Deuxièmement, la réforme simplifie l'établissement de la filiation à l'égard des mères non mariées.
À une époque où la naissance d'un enfant résulte, dans la majorité des cas, d'un choix et d'un désir profond, la nécessité pour la mère de reconnaître l'enfant qu'elle a mis au monde n'était plus comprise. Désormais, la simple indication du nom de la mère dans l'acte de naissance établit automatiquement la filiation à son égard.
Troisièmement, la notion et les conditions de constatation de la possession d'état sont clarifiées. Cette notion essentielle du droit de la filiation traduit la réalité affective et sociale du lien de filiation au-delà du simple constat biologique.

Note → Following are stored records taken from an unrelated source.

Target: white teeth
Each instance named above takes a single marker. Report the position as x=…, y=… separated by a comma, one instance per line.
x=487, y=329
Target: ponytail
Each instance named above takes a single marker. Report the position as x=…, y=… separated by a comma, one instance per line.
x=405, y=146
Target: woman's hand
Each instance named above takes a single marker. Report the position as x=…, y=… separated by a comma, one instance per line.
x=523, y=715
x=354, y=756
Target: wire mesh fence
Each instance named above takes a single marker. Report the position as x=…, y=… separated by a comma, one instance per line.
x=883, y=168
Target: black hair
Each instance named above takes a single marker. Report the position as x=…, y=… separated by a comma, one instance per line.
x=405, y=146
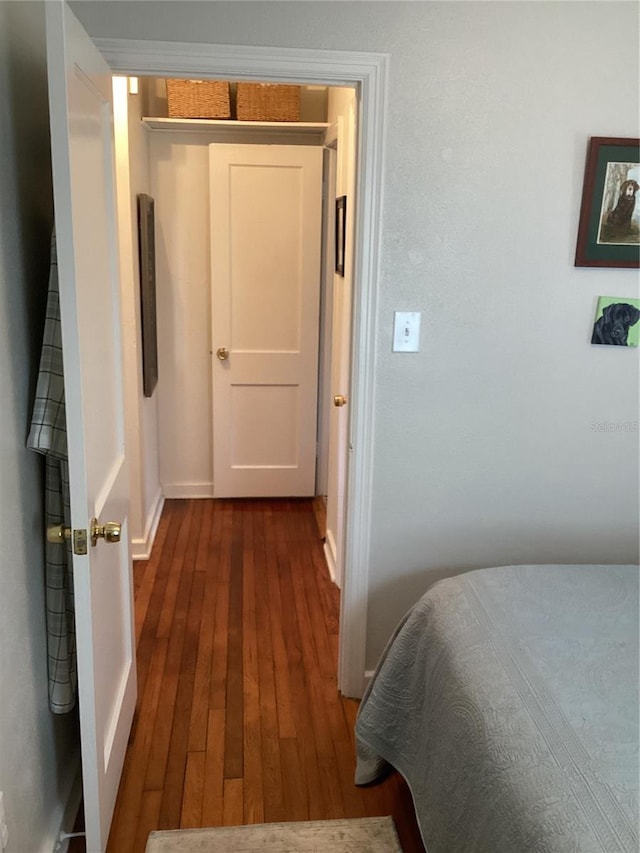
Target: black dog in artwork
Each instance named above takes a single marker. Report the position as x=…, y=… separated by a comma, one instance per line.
x=620, y=216
x=613, y=327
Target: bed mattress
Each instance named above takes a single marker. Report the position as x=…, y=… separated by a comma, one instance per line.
x=508, y=699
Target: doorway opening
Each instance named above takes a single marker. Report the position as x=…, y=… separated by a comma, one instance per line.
x=368, y=73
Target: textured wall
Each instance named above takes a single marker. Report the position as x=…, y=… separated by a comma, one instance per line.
x=36, y=748
x=484, y=448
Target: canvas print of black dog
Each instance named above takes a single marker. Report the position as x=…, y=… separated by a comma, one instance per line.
x=613, y=327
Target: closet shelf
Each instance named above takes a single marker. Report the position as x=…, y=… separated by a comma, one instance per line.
x=303, y=131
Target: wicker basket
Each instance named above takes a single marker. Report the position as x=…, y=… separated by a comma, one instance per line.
x=267, y=102
x=198, y=99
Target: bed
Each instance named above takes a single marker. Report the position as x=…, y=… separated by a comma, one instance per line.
x=508, y=700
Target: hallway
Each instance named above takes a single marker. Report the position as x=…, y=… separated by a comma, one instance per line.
x=238, y=718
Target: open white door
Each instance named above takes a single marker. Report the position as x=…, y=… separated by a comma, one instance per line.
x=82, y=157
x=266, y=214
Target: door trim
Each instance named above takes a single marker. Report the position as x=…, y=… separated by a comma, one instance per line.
x=368, y=72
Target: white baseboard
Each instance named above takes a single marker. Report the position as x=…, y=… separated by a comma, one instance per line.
x=64, y=815
x=187, y=490
x=329, y=555
x=141, y=548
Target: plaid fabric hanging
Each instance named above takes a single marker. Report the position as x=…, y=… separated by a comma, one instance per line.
x=48, y=436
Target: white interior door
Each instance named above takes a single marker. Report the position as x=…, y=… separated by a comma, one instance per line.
x=82, y=157
x=266, y=211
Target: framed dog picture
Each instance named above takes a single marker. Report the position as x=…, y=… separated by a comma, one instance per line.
x=617, y=322
x=609, y=229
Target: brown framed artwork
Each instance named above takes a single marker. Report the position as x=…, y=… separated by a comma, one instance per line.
x=147, y=258
x=609, y=229
x=341, y=233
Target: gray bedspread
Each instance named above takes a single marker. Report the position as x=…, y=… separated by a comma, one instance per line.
x=508, y=700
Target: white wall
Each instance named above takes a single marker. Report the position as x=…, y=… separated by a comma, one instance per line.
x=38, y=751
x=342, y=112
x=484, y=448
x=141, y=413
x=180, y=186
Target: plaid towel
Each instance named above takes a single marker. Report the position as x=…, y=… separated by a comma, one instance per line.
x=48, y=435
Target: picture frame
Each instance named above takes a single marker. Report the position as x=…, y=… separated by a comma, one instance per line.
x=147, y=258
x=341, y=232
x=609, y=226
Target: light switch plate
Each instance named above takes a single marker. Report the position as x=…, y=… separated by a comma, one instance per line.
x=406, y=331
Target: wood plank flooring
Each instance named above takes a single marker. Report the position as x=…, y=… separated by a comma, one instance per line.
x=239, y=719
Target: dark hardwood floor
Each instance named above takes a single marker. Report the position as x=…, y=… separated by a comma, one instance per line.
x=239, y=719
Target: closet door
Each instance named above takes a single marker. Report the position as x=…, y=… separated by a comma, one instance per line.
x=266, y=205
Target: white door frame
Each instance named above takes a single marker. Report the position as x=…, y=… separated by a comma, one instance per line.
x=368, y=72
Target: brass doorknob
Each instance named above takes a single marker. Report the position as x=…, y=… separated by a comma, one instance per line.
x=110, y=531
x=58, y=534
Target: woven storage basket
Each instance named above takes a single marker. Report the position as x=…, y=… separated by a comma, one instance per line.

La possession d'état permet, en effet, en présence d'éléments de fait, d'établir la filiation par un acte délivré par un juge.
L'ordonnance améliore ce dispositif par deux précisions.

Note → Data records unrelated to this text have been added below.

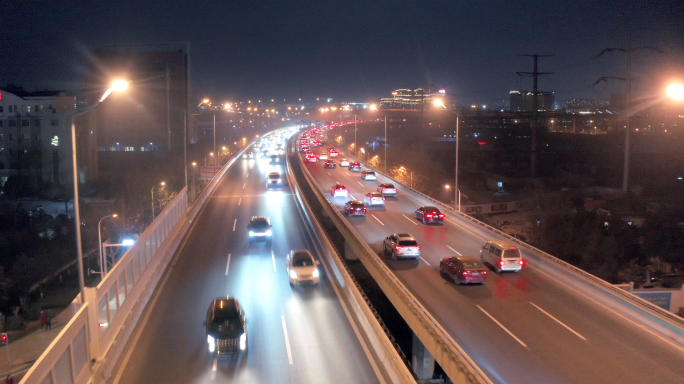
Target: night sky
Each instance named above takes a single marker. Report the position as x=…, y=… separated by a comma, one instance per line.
x=354, y=50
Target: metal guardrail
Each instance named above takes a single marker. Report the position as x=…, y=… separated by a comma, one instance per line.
x=665, y=322
x=384, y=345
x=452, y=358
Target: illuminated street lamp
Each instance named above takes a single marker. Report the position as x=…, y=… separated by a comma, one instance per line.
x=99, y=241
x=152, y=192
x=118, y=86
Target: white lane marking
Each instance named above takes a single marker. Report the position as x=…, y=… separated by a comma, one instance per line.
x=287, y=341
x=559, y=322
x=502, y=327
x=457, y=252
x=407, y=218
x=273, y=258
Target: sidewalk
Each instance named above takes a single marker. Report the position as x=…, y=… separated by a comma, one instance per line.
x=25, y=351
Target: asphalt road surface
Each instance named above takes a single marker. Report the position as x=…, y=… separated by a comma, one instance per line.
x=295, y=334
x=521, y=327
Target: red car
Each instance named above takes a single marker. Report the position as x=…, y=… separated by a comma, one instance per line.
x=463, y=269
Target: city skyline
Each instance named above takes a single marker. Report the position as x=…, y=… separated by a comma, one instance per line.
x=359, y=52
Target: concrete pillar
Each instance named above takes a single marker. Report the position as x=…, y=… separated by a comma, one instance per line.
x=422, y=361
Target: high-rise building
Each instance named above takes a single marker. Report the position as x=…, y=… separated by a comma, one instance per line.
x=35, y=138
x=147, y=122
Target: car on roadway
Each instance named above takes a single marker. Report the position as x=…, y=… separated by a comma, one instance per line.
x=387, y=189
x=374, y=198
x=401, y=245
x=226, y=327
x=368, y=175
x=273, y=179
x=339, y=190
x=355, y=207
x=302, y=268
x=428, y=214
x=259, y=228
x=463, y=269
x=502, y=255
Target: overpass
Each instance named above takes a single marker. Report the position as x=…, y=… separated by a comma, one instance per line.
x=550, y=323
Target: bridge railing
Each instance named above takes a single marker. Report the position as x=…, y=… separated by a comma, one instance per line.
x=660, y=320
x=451, y=356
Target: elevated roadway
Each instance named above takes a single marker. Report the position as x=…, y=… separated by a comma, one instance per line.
x=518, y=327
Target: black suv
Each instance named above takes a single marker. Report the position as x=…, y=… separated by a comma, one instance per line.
x=226, y=327
x=259, y=229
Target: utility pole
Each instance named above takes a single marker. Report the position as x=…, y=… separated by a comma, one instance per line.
x=627, y=108
x=535, y=112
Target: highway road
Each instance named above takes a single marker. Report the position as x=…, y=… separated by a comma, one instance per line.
x=297, y=334
x=521, y=327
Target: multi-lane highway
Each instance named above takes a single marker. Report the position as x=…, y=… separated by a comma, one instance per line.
x=295, y=334
x=521, y=327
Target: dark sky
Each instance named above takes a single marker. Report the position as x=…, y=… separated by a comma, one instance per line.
x=354, y=50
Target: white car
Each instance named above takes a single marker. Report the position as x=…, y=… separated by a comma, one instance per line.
x=302, y=268
x=339, y=190
x=374, y=198
x=368, y=175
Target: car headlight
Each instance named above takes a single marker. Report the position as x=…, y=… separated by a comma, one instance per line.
x=212, y=343
x=243, y=341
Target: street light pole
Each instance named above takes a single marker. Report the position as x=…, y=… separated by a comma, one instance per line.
x=385, y=144
x=457, y=199
x=99, y=242
x=152, y=192
x=118, y=86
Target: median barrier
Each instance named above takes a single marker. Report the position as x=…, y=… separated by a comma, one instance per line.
x=658, y=319
x=451, y=357
x=383, y=349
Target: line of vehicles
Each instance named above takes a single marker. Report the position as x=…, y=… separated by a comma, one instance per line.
x=501, y=256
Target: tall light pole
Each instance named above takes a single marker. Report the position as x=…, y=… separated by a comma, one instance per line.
x=118, y=85
x=152, y=192
x=99, y=241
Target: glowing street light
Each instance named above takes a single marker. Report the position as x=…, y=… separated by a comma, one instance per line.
x=116, y=86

D'une part, il est désormais possible de faire constater la possession d'état prénatale, lorsque le futur père décède pendant la grossesse, ce qui permet ainsi de donner son nom à l'enfant.
D'autre part, la délivrance de l'acte de notoriété est enfermée dans un délai de cinq ans, dans un souci de stabilité des liens familiaux, que chacun peut comprendre.
Quatrièmement, s'agissant des actions judiciaires, l'ordonnance met fin à la disparité des procédures. Elle unifie délais et titulaires du droit d'agir en justice, lesquels étaient auparavant différents selon qu'il s'agissait de filiation « légitime » ou « naturelle ».
Par exemple, pour la contestation de la paternité, quand le père avait élevé l'enfant, les délais n'étaient pas les mêmes au sein de la famille. Ainsi, l'enfant pouvait agir pendant trente ans à compter de sa majorité contre son père non marié, alors qu'il ne pouvait rien faire en cas de mariage de ses parents.
Avec l'ordonnance, ces distinctions n'existent plus. Désormais, la contestation de la filiation ne dépend plus du lien entre les parents mais résulte de l'implication du père dans l'éducation de l'enfant. Ainsi, dès lors que le père a élevé l'enfant pendant cinq ans, la filiation est inattaquable. Si le père n'a pas participé à son éducation et qu'il n'y a donc pas de possession d'état à son égard, la filiation peut être attaquée dans un délai de dix ans.
Concernant les actions en établissement de la filiation, les délais étaient également différents, selon qu'il s'agissait d'établir la paternité ou la maternité. Le père qui n'assumait pas ses responsabilités à l'égard de l'enfant ne pouvait être recherché que dans un délai de deux ans, alors que la mère pouvait l'être pendant trente ans.
Désormais, toutes les actions tendant à l'établissement du lien de filiation obéissent au délai de dix ans. Ce délai, suspendu pendant sa minorité, permet à l'enfant d'agir jusqu'à ses vingt-huit ans.
Cette réforme marque une étape dans l'évolution récente de notre législation familiale. Elle s'inscrit pleinement dans l'édification d'un droit moderne et équilibré, adapté aux évolutions de notre société et respectueux des valeurs qui nous rassemblent.
Au terme de mon propos, je tiens à adresser mes remerciements à votre commission des lois, en particulier à son rapporteur, pour le travail remarquable qu'il a accompli et les améliorations qu'il propose, auxquelles le Gouvernement sera favorable.